Technology continues to grow by leaps and bounds, drawing on several areas to explore new capabilities and functions. One of them is to be able to “reconstruct” a person's face through a fragment of voice.
The Speech2Face study presented in 2019 at a Vision and Recognition Patterns conference showed that an Artificial Intelligence (AI) can decipher a person's appearance through short audio segments.
The paper explains that the goal of researchers Tae-Hyun On, Tali Dekel, Changil Kim, Inbar Mosseri, William T. Freeman and Michael Rubinstein of the MIT Research and Science Program is not to reconstruct people's faces identically, but to make an image with the physical characteristics that are related with the analyzed audio.
To achieve this, they used, designed and trained a deep neural network that analyzed millions of videos taken from YouTube where people are talking.

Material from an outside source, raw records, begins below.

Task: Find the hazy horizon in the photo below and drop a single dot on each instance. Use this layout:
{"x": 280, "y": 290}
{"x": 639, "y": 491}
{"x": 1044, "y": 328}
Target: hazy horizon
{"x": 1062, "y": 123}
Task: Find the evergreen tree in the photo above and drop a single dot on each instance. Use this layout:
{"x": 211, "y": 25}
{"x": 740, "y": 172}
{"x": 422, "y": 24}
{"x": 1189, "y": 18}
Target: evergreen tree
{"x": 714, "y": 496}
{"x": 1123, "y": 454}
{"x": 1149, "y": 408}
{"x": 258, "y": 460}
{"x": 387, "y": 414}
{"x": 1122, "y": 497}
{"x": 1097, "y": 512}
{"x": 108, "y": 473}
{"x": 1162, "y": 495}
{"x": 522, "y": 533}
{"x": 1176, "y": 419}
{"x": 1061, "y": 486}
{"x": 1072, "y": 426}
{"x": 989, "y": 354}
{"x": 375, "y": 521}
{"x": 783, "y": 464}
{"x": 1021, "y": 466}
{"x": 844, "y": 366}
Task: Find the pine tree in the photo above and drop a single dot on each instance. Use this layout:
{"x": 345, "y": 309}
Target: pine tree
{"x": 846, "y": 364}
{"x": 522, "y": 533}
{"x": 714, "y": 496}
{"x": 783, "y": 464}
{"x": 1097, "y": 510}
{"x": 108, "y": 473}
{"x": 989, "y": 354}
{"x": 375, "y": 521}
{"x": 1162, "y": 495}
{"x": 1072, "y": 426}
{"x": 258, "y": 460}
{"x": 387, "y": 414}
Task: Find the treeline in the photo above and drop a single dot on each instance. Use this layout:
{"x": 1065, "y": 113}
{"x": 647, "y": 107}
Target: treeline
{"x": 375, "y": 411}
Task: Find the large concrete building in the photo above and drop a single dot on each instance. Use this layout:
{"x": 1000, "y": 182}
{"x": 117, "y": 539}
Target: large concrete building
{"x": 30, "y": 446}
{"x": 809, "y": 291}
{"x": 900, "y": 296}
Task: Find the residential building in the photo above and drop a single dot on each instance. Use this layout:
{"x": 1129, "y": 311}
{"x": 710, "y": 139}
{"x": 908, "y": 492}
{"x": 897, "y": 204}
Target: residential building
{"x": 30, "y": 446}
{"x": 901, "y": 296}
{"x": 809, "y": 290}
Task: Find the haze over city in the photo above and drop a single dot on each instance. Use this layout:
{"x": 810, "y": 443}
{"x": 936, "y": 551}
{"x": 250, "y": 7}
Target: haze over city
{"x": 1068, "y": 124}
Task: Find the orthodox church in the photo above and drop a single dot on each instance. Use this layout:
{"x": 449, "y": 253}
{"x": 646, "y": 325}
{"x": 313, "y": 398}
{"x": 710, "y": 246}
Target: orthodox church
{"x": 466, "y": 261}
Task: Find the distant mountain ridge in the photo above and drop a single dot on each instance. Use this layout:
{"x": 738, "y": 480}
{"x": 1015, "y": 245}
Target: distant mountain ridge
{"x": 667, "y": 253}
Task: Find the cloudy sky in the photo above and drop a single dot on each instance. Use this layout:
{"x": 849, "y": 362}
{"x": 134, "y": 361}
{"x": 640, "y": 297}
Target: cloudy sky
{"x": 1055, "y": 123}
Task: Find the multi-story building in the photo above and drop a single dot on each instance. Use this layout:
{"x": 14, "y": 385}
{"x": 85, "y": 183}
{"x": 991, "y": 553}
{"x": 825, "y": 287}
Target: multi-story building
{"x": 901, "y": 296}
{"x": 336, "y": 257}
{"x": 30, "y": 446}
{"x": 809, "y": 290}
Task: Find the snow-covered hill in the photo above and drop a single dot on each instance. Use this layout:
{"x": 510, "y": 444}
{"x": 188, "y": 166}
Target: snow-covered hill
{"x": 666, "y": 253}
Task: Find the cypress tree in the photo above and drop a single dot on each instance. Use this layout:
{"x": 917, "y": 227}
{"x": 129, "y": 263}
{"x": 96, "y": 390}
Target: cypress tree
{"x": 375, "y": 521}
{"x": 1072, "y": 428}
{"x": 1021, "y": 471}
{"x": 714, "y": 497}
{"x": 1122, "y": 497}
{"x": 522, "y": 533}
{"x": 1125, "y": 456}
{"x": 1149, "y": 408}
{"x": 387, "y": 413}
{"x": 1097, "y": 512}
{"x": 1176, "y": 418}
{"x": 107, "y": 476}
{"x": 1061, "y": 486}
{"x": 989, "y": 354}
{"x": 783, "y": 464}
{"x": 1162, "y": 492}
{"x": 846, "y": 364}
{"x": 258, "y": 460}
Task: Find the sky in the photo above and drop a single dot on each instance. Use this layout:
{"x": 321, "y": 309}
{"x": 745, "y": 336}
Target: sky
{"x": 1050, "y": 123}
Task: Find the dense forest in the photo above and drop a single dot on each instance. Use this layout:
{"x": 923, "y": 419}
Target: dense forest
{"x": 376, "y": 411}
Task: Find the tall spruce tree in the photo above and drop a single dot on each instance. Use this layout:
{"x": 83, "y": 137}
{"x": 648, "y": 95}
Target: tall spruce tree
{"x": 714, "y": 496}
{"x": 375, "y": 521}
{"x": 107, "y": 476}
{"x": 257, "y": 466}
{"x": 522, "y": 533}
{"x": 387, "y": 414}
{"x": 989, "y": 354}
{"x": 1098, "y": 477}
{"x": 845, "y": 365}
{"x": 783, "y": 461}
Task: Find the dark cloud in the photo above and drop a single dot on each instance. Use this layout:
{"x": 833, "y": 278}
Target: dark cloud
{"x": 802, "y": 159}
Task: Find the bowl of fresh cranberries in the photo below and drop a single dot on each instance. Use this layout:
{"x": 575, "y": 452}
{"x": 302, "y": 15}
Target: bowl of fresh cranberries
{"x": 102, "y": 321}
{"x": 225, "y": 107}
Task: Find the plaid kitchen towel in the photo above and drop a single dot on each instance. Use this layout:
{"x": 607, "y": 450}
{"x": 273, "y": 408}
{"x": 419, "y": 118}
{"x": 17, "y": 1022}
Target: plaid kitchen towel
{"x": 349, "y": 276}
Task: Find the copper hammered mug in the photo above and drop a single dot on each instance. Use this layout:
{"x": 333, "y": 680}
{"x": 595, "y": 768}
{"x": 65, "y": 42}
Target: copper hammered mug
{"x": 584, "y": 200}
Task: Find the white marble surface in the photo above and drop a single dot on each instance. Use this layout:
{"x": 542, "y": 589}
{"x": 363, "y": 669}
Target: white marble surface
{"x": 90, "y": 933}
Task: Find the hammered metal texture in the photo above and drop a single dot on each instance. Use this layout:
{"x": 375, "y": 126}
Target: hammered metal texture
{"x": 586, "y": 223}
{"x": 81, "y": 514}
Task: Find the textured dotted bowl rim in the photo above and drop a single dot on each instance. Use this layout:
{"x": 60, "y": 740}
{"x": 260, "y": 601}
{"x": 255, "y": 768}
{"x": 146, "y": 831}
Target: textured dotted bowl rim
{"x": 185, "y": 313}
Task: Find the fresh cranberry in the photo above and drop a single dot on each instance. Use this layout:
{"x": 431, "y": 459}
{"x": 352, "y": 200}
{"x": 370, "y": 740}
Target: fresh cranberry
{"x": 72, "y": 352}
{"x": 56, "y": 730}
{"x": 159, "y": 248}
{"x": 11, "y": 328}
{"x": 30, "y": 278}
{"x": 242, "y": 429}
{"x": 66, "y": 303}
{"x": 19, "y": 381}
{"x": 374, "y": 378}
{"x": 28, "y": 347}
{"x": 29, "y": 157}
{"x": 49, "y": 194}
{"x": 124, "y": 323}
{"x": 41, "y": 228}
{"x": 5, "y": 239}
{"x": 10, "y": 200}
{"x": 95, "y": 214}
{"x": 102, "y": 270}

During the training, the model learned to correlate voices with faces, allowing it to produce images with physical attributes similar to speakers, including age, gender and ethnicity.
The training was conducted under supervision and using the concurrence of the faces and voices of Internet videos, without the need to model detailed physical characteristics of the face.
They detailed that because this study could have aspects sensitive to ethnicity, as well as privacy, it is that no specific physical aspects have been added to the recreation of faces and they assure that, like any other machine learning system, it improves over time, since in each use increases its knowledge library.
While the tests shown show that Speech2Face has a high number of coincidences between faces and voices, it also had some flaws, where ethnicity, age or gender did not match the voice sample used.
The model is designed to present statistical correlations that exist between facial features with the voice. It should be remembered that AI learned through YouTube videos, which do not represent a real sample of the population in the world, for example, in some languages it shows discrepancies with training data.
In this sense, the study itself recommends, at the end of its results, that those who decide to explore and modernize the system, consider a wider sample of people and voices so that machine learning has a broader repertoire of matching and recreating faces.
The program was also able to recreate the voice in cartoons, which also bear an incredible resemblance to the voices of the audios analyzed.
Because this technology could also be used for malicious purposes, the recreation of the face only remains as close to the person and does not give full faces, as this could be a problem for people's privacy. Still, it has been surprising what technology can do from audio samples.